Inhibition of PARP-1 by olaparib (AZD2281) increases the radiosensitivity of a lung tumor xenograft.

PARP-1 is a critical enzyme in the repair of DNA strand breaks. Inhibition of PARP-1 increases the effectiveness of radiation in killing tumor cells. However, although the mechanism(s) are well understood for these radiosensitizing effects in vitro, the underlying mechanism(s) in vivo are less clear. Nicotinamide, a drug structurally related to the first generation PARP-1 inhibitor, 3-aminobenzamide, reduces tumor hypoxia by preventing transient cessations in tumor blood flow, thus improving tumor oxygenation and sensitivity to radiotherapy. Here, we investigate whether olaparib, a potent PARP-1 inhibitor, enhances radiotherapy, not only by inhibiting DNA repair but also by changing tumor vascular hemodynamics in non-small cell lung carcinoma (NSCLC).
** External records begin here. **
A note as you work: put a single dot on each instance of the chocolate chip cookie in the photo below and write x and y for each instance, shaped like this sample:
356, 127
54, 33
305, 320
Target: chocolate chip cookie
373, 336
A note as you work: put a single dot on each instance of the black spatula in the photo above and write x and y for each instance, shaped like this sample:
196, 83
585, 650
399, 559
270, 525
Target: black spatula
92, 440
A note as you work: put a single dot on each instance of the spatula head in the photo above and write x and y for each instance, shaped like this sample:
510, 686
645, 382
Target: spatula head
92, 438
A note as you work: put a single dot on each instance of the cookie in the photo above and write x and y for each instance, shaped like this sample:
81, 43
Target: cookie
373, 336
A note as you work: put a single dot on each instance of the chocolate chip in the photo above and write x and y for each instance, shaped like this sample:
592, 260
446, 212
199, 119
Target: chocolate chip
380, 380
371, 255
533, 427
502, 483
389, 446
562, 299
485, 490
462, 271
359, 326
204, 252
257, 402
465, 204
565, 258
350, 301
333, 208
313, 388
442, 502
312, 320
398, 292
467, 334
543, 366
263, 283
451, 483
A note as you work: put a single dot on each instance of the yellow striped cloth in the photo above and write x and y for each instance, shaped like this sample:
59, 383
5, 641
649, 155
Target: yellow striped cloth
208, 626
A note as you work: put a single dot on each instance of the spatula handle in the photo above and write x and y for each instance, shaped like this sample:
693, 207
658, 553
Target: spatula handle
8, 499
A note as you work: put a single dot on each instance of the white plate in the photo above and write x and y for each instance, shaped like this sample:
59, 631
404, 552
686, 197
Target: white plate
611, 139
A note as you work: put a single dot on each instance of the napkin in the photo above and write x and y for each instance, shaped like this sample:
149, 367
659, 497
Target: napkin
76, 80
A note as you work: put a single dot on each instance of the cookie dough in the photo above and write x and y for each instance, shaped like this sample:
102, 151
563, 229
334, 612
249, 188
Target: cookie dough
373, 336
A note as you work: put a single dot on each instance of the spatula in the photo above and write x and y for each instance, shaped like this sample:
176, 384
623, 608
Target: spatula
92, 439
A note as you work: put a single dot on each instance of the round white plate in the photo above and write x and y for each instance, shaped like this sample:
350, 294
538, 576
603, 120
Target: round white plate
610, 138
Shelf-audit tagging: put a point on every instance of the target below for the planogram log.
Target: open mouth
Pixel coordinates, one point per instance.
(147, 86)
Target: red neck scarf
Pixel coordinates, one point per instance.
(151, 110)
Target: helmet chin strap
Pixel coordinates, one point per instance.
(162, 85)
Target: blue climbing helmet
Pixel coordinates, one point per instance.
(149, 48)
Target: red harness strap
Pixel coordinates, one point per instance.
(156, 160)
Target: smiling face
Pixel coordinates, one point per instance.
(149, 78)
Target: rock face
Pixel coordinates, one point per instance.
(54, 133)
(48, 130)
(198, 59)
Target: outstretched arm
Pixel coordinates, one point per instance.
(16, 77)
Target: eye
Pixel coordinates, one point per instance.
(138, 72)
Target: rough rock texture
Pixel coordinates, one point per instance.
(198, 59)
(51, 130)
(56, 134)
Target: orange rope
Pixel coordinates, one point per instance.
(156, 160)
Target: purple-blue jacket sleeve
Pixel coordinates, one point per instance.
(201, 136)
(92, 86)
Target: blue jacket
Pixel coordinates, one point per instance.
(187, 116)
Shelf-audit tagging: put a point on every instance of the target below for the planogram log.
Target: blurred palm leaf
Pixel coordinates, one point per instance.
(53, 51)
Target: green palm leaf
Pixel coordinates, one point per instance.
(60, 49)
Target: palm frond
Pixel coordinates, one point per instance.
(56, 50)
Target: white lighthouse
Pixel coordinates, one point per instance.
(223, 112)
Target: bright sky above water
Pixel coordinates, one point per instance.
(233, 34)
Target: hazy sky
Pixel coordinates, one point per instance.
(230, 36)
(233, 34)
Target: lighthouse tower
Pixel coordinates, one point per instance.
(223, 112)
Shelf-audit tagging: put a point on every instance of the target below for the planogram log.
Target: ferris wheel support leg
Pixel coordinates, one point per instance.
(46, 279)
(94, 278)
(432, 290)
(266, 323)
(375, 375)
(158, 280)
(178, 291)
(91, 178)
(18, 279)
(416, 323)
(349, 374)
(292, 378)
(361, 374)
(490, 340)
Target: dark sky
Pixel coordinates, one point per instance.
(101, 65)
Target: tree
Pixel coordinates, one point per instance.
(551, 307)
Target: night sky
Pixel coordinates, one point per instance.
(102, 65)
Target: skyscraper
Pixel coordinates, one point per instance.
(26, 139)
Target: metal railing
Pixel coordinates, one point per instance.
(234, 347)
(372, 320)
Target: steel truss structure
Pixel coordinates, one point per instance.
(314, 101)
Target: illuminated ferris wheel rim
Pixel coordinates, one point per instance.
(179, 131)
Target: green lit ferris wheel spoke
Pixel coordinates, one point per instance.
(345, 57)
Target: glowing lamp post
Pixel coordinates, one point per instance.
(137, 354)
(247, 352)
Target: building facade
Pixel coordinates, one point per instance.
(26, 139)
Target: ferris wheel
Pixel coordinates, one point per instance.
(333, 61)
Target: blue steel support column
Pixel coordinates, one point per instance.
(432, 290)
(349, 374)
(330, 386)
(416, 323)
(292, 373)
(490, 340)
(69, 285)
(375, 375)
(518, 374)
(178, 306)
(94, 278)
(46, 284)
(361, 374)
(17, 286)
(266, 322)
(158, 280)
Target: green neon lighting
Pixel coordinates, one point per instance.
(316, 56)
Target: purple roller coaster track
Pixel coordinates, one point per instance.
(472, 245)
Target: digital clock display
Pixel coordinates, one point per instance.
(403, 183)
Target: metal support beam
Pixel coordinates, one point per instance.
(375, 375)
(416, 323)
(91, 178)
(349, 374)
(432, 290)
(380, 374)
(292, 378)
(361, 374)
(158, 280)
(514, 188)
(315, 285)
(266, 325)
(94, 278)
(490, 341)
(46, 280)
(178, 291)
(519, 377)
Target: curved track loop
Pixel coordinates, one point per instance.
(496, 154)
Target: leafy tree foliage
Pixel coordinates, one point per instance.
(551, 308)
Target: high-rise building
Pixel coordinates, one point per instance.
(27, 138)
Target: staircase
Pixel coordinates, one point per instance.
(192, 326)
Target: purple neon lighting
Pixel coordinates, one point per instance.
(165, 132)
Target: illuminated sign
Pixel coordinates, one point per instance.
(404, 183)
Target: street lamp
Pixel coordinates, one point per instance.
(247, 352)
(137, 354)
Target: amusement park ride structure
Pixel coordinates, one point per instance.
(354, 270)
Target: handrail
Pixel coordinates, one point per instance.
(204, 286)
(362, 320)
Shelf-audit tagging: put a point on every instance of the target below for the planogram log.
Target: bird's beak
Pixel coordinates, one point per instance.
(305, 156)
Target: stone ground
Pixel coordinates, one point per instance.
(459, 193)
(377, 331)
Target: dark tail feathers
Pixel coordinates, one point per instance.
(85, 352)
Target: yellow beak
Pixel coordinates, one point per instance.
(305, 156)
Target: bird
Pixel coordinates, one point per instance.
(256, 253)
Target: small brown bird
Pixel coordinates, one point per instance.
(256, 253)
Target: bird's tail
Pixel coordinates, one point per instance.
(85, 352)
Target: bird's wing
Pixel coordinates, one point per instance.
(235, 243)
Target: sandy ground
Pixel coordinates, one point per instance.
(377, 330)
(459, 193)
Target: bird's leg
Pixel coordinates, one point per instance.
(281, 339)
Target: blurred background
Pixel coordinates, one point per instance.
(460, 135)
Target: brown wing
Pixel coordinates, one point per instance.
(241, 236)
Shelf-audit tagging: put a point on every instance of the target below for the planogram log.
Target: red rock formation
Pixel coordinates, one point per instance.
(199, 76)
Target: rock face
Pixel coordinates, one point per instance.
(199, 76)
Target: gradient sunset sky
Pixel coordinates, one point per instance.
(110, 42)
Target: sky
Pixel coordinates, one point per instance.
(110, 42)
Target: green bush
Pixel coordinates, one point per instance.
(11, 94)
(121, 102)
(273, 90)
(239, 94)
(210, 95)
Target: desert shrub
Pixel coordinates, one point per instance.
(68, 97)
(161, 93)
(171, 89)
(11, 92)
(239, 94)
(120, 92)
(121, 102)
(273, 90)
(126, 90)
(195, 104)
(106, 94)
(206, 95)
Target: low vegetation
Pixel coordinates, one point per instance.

In irradiated Calu-6 and A549 cells, olaparib enhanced the cytotoxic effects of radiation (sensitizer enhancement ratio at 10% survival = 1.5 and 1.3) and DNA double-strand breaks persisted for at least 24 hours after treatment. Combination treatment of Calu-6 xenografts with olaparib and fractionated radiotherapy caused significant tumor regression (P = 0.007) relative to radiotherapy alone. To determine whether this radiosensitization was solely due to effects on DNA repair, we used a dorsal window chamber model to establish the drug/radiation effects on vessel dynamics. Olaparib alone, when given as single or multiple daily doses, or in combination with fractionated radiotherapy, increased the perfusion of tumor blood vessels. Furthermore, an ex vivo assay in phenylephrine preconstricted arteries confirmed olaparib to have higher vasodilatory properties than nicotinamide. This study suggests that olaparib warrants consideration for further development in combination with radiotherapy in clinical oncology settings such as NSCLC.